Word swept the Washington press corps today that Matea Gold of the Los Angeles Times bureau in D.C. is moving to the Post. She will cover the money and politics beat there for the WashPost. Before she started covering national politics and government, Gold covered the 2001 race for Los Angeles mayor in which James Hahn defeated Antonio Villaraiogsa. She then covered the Hahn Administration at City Hall for awhile, the City Council and the 2005 election in which Villaraigosa reversed the outcome on Hahn. Gold's career took hold in the LA Times newsrooms and she tells me it was a difficult call to move on. "It will be so incredibly hard to leave the LA Times – I’ve been here for more than 17 years, and this place is really my family. But it felt like the right move at the right time."

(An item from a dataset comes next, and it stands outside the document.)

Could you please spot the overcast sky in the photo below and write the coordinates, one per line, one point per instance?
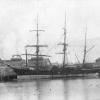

In response to the news hitting Twitter, Gold tweets:
Tx to all for the outpouring of good wishes! Incredibly hard to leave my LAT colleagues, but am excited to start a new chapter at the Post.
— Matea Gold (@mateagold) May 14, 2013
Gold, a former editor of the UCLA Daily Bruin, started at the LAT in 1996 and for a while covered media out of the New York bureau. Here's the internal memo at the Post:
We are thrilled to announce that Matea Gold will join The Post to write about money and politics -- a beat she has excelled at covering in recent years for the Washington bureau of the Los Angeles Times and Chicago Tribune. A writer of precision and grace, Matea laid bare how one little-known organization functioned as a major cash turnstile for a network of conservative advocacy groups, revealed the coziness of Mitt Romney’s spending on campaign consultants and broke the news that the Obama campaign was evolving into Organizing for Action.
And those highlights are just from the past year.
A Times reporter since 1996, Matea has spent nearly a decade covering national and state politics – other assignments have included writing about the media from New York, where she captured a disgraced Dan Rather tilting at the windmills of CBS. She began her career at The Times as a beat reporter covering East Los Angeles, writing about immigration and gangs, and produced a three-part series about compulsive gambling. Now she tracks a different kind of high roller.
A graduate of UCLA, Matea was the editor in chief of the Daily Bruin.
She lives in the District with her husband and two daughters. Her first day with us will be June 10; please welcome her to The Post.